Deploying a Steered Query Optimizer in Production at Microsoft
1 minute read ∼ Filed in : A paper noteIntroduction
General query optimizer is far from optimal for a given customer and workloads, learned query optimizer works but
- hard to understand why it is better.
- high experimentation costs/pre-production cost (collecting training data)
- regression to newer queries.
This paper makes steering actions more manageable, keeping the costs of steering within budget, and avoiding unexpected performance regressions in production.
- Key idea: breaking down the steering process into smaller incremental steps that are easily explainable and reversible.
- Use contextual bandit model to redue the pre-production cost.
- Use validation model to accept or reject the suggested modifications to query plan.
Design
The paper propose QO-Advisor, which is recurrently triggered every day. It accepts historical metadata and return a list of job template identifiers and rule hint pairs.
Contextual Bandit => suggest one rule hint for each job.
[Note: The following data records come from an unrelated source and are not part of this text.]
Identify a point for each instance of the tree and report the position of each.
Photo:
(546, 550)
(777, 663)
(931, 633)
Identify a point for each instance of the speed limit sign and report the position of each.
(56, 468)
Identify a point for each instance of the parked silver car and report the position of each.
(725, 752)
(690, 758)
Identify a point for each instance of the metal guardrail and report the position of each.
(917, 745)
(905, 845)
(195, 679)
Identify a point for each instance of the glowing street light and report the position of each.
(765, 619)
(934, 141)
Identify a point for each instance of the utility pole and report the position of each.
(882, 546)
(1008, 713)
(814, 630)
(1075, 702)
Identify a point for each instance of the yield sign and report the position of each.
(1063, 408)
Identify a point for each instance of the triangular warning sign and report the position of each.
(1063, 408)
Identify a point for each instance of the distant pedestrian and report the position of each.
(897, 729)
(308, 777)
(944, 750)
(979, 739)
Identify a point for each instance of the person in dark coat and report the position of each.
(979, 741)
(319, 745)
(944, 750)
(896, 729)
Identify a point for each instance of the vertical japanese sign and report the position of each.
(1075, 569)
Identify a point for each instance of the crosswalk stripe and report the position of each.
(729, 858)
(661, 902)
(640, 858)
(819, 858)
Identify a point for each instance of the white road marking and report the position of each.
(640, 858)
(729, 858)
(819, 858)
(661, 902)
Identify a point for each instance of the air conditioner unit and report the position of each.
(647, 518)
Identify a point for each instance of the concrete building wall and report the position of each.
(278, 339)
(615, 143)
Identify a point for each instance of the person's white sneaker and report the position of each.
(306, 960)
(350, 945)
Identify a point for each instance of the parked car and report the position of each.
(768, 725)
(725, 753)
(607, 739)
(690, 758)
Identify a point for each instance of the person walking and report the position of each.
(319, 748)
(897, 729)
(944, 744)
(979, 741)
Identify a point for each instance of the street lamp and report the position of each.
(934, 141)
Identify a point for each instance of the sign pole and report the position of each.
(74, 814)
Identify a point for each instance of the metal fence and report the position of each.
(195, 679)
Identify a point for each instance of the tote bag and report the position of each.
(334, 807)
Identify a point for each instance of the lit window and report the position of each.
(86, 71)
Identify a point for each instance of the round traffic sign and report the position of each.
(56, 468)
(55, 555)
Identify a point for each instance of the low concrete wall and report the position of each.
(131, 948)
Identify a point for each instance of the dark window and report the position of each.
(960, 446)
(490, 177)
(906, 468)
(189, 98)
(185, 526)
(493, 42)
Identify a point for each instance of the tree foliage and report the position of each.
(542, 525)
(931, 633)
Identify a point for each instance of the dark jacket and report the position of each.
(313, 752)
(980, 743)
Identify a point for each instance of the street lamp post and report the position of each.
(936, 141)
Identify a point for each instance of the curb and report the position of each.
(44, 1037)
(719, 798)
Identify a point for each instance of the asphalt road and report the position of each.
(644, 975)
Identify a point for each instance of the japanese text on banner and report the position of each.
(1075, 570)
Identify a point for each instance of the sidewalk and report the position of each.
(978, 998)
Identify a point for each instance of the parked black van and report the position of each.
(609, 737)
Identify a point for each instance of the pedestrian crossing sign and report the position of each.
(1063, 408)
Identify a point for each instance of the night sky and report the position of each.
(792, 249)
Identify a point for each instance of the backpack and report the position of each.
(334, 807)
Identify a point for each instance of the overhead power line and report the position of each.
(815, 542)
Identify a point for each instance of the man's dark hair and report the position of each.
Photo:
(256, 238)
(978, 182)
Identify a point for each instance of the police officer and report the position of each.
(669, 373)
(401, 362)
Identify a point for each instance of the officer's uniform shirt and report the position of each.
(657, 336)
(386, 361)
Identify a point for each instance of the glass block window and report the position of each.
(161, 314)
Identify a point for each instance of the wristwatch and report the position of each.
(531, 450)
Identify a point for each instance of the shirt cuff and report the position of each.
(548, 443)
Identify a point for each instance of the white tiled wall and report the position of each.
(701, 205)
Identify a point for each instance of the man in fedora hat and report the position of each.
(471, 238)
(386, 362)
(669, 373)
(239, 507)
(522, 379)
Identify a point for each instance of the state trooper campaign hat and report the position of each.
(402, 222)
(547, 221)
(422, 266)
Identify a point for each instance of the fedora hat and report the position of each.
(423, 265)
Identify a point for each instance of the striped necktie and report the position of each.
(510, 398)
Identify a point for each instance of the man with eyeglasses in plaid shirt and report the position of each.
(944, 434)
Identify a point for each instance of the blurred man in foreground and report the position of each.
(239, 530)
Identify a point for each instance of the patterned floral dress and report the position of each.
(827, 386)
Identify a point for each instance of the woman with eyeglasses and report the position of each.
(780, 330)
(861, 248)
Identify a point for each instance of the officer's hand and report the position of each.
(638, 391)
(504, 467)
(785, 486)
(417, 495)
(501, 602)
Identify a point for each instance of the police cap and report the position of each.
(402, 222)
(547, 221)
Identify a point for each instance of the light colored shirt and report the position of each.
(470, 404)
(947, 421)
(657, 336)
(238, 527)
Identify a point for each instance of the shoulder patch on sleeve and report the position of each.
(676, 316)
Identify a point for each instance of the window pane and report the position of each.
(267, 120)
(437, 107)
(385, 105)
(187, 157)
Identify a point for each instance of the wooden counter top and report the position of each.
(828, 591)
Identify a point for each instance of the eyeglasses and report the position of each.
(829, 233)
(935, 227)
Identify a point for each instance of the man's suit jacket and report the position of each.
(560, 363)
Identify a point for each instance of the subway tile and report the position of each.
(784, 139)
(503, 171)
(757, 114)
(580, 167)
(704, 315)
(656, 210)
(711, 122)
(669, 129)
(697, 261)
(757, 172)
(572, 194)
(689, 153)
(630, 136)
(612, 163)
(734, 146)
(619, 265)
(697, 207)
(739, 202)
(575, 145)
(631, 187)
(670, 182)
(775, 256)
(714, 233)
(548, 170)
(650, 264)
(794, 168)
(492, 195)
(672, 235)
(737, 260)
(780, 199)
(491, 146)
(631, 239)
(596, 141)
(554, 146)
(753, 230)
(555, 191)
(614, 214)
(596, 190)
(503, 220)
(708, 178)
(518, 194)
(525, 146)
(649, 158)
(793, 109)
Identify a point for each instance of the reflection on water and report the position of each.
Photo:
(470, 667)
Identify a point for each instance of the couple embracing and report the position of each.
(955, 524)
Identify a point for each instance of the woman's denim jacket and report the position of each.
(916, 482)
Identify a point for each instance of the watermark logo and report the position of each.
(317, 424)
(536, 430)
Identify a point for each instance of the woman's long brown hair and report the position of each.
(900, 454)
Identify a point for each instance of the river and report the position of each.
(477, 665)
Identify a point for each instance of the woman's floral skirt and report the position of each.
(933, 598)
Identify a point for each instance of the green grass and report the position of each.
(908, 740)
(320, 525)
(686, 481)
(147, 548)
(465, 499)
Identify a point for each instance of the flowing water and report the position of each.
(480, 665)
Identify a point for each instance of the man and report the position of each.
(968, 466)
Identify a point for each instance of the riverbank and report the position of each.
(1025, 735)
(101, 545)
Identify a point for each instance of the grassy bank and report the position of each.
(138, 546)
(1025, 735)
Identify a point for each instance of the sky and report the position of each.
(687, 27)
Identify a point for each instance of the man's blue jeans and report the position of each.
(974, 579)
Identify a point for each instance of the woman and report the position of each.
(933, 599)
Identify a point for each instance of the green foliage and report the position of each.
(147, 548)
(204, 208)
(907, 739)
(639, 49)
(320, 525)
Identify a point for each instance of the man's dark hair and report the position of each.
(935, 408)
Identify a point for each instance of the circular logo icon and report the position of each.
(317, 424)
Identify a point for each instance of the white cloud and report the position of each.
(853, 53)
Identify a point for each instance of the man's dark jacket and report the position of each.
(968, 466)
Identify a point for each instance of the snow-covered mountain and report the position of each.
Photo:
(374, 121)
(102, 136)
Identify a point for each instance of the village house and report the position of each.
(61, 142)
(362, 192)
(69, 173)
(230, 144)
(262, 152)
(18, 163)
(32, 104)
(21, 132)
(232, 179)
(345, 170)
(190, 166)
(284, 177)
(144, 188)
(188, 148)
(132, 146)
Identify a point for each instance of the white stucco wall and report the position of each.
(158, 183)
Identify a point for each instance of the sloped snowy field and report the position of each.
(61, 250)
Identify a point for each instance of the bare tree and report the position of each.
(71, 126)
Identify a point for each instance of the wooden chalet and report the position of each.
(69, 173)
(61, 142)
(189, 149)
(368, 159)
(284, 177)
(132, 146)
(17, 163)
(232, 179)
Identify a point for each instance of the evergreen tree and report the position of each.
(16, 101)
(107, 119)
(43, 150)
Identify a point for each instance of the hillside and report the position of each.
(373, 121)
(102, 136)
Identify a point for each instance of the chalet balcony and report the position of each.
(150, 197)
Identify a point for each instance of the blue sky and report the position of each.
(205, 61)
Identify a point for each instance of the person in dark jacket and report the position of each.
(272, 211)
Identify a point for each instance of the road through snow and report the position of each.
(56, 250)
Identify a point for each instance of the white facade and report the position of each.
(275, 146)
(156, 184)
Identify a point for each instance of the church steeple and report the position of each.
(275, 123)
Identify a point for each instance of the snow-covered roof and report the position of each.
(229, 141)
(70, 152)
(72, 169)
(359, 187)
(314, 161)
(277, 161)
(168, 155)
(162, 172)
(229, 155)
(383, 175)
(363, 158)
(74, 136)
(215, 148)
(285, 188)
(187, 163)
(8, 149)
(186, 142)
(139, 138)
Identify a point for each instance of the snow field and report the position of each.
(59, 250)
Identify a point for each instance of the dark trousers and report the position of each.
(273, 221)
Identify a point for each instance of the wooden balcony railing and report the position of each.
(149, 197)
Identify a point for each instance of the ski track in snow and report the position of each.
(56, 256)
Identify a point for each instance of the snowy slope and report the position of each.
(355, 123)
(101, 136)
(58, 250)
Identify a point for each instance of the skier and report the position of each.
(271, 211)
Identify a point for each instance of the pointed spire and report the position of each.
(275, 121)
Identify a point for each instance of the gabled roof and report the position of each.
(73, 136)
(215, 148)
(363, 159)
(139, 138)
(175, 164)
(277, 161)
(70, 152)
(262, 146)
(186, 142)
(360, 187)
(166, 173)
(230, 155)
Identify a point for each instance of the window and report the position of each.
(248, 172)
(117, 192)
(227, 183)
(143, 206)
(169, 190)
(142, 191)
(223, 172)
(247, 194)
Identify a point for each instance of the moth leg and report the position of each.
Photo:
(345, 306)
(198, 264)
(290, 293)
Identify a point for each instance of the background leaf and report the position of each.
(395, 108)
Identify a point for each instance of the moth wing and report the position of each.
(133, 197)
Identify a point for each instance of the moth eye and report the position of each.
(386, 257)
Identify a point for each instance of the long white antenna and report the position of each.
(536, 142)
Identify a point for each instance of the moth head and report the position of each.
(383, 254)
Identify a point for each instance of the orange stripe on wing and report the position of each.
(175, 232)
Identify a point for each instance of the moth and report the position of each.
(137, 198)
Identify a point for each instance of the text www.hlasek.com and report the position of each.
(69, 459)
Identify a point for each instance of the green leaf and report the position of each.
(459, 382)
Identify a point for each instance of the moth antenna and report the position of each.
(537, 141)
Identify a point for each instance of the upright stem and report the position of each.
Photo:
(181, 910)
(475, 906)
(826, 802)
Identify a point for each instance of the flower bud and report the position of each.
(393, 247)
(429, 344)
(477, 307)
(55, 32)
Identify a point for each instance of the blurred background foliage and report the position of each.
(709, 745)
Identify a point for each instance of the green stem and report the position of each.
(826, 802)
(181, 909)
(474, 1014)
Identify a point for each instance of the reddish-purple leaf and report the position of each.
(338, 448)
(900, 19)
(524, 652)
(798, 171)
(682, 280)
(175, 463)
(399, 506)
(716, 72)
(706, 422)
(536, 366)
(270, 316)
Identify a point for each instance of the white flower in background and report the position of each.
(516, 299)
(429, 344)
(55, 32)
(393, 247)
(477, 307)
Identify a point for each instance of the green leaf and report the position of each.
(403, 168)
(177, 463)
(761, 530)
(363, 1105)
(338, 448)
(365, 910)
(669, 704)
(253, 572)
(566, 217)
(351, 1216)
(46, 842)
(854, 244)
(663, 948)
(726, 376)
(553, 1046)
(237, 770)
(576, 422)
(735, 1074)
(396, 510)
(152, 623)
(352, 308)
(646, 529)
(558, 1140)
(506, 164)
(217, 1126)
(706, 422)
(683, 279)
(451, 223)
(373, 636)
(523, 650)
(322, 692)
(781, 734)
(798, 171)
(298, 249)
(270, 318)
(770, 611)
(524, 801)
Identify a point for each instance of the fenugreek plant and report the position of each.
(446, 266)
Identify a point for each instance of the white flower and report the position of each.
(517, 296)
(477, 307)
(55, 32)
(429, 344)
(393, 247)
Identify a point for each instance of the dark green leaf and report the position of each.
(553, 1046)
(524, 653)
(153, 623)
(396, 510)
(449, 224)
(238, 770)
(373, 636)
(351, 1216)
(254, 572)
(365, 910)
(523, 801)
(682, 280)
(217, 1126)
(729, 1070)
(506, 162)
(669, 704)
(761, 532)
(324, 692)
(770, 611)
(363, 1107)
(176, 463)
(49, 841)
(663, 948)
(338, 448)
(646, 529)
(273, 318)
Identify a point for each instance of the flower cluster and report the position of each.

- Actions: rules. Context: features of query. Reward: optimizer’s estimated cost change.
- It uses a tool named as Azure Personalizer to implement.
Flighting:
- Execute job from low cost to high cost and outputs total DataRead and DataWritten features.
Validation model => detect regression.
- It use a linear regression model to predict the PNhours delta based on DataRead and DataWritten features given job, and only when PNhours delta is below a predefined threshold, it is safe to execute.
- Intuition: If job reads and writes less data, PNhours will be reduced.